Inaugurata pochi giorni fa, è in corso presso l’Architekturzentrum di Vienna una vasta rassegna che illustra l’opera progettuale dell’architetta pakistana Yasmeen Lari (n. 1941), la prima donna architetto del suo Paese.
L’esposizione viennese, oltre a essere la prima mostra monografica al mondo dedicata al lavoro di Lari, ha un ulteriore, duplice pregio: da un lato, analizza il lavoro di un’architetta pioniera della professione al femminile, autrice, tra l’altro, nel corso degli anni, di alcuni importanti esempi di architettura moderna; dall’altro, documenta (fino ai giorni nostri) la particolare evoluzione stilistico-filosofica della sua cifra progettuale verso le pratiche della sostenibilità e dell’impegno sociale.

Yasmeen Lari as an icon of modernism: residence in Karachi, 1973 ©photograph: Archiv Yasmeen Lari.

Infatti, la mostra Yasmeen Lari: Architecture for the Future ci restituisce “due Lari”, ambedue interessanti e meritevoli di attenzione, che, a prima vista, possono sembrare molto diverse tra di loro, quasi agli antipodi, ma, che, in realtà presentano diversi tratti comuni.
La prima è una Lari professionista, titolare dello studio Lari Associates, laureatasi a Londra nel 1964, alla Oxford School of Architecture, e che, una volta tornata nel Pakistan, realizza numerosi edifici, tra cui l’Angoori Bagh Housing, un complesso “sociale” di abitazioni a basso costo (Lahore, 1978), gli edifici commerciali come il Taj Mahal Hotel (Karachi, 1981), il Finance and Trade Center (Karachi, 1989) e la Pakistan State Oil House (Karachi, 1991), le due sedi dell’ABN Amro Bank (Lahore, 1998 e Karachi, 2000).
Invece, sono il 2000, l’anno in cui l’architetta pakistana decide di chiudere il proprio studio di progettazione per dedicarsi a tempo pieno alla Heritage Foundation Pakistan – la onlus fondata nel 1984 insieme al marito – e, soprattutto, il 2005, l’anno del terremoto nel Kashmir, con circa 82.000 vittime, che fanno emergere in superficie la seconda Lari, quella che, tra l’altro, avvia un movimento di autocostruzione a zero emissioni di carbonio per i rifugiati climatici e le comunità dei senza terra.

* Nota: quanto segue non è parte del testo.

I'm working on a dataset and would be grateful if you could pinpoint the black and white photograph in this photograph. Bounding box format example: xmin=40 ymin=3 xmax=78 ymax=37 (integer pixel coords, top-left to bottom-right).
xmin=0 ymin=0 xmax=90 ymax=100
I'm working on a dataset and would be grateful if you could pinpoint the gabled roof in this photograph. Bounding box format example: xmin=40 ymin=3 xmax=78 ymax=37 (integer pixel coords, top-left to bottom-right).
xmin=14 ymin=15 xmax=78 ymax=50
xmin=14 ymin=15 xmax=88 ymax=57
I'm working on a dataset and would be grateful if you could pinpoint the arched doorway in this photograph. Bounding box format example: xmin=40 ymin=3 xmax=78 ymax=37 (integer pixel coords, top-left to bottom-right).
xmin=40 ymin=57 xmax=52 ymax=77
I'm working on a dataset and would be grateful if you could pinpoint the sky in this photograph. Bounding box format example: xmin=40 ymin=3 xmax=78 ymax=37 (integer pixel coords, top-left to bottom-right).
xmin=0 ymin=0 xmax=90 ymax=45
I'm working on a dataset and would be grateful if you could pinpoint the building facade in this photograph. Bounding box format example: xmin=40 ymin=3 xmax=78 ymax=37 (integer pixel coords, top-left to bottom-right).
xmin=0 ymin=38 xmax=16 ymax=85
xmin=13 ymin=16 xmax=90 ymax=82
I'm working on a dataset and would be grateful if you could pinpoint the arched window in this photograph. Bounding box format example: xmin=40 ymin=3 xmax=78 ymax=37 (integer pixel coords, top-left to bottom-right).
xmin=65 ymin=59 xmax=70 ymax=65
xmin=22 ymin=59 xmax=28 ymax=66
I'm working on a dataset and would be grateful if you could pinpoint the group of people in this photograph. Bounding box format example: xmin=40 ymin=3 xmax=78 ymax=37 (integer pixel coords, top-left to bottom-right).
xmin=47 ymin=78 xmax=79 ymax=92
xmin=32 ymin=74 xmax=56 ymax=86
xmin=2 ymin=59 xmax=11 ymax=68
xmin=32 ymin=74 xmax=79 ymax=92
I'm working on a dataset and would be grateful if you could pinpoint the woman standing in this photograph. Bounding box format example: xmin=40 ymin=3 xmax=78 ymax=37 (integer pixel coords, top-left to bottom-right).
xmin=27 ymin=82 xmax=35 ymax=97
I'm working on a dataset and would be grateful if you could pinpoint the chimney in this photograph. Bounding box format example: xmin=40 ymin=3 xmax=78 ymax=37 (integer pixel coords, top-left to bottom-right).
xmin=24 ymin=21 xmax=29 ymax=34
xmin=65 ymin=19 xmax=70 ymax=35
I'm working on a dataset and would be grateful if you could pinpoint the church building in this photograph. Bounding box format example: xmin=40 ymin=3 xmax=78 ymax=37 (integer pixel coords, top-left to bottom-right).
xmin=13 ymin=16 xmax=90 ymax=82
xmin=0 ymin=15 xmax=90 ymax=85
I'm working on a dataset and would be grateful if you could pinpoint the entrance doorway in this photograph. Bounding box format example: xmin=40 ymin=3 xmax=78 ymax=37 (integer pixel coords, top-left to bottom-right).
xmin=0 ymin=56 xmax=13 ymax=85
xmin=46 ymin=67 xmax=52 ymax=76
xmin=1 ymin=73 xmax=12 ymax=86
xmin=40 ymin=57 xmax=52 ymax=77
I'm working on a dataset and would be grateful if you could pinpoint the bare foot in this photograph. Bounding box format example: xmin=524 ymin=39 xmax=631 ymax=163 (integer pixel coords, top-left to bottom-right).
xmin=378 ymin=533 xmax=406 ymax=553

Elevation of Angoori Bagh, Social Housing, Architect: Yasmeen Lari, Lahore, Pakistan, 1975 ©photograph: Archive Yasmeen Lari.

Per Lari l’architettura deve bilanciare la sopravvivenza e la dignità individuale con la protezione del pianeta nel suo insieme: “Si tratta di scoprire quale metodo è il più conveniente, più sicuro e più ecologico, e quindi implementarlo in massa”.

Self-built, zero carbon, and flood-resistant houses, Sindh Province, Pakistan; tens of thousands have already been implemented. ©photograph: Archive Yasmeen Lari.

Negli ultimi decenni, Lari sviluppa e implementa il suo sistema di architettura a zero emissioni di carbonio – basato sulle economie locali, sul ripristino innovativo delle tecniche di costruzione tradizionali, utilizzando i materiali climaticamente neutri, quali fango, calce e bambù –, organizza corsi di formazione in autocostruzione e costruisce decine di migliaia di case resistenti alle inondazioni e ai terremoti, infrastrutture sanitarie e strutture per la comunità.
Il suo credo, per un’architettura per il futuro, è: “Dobbiamo calpestare il pianeta con leggerezza”.

Zero Carbon Cultural Centre in Makli, Pakistan, serves as training camp and test site for Yasmeen Lari’s zero carbon architecture, since 2016. ©photograph: Archive Yasmeen Lari.

Accompagnano la mostra viennese, numerosi eventi collaterali, tra cui visite guidate all’esposizione, workshop e conferenze, oltre al libro-catalogo della rassegna (edito da MIT Press, 288 pagine), formato da 12 contributi scritti e dal numeroso materiale iconografico inedito, proveniente dagli archivi dell’architetta pakistana.

The Green Women’s Centre made of prefabricated bamboo modules on stilts serves as a meeting place for women and a shelter in the event of flooding. ©photograph: Archive Yasmeen Lari.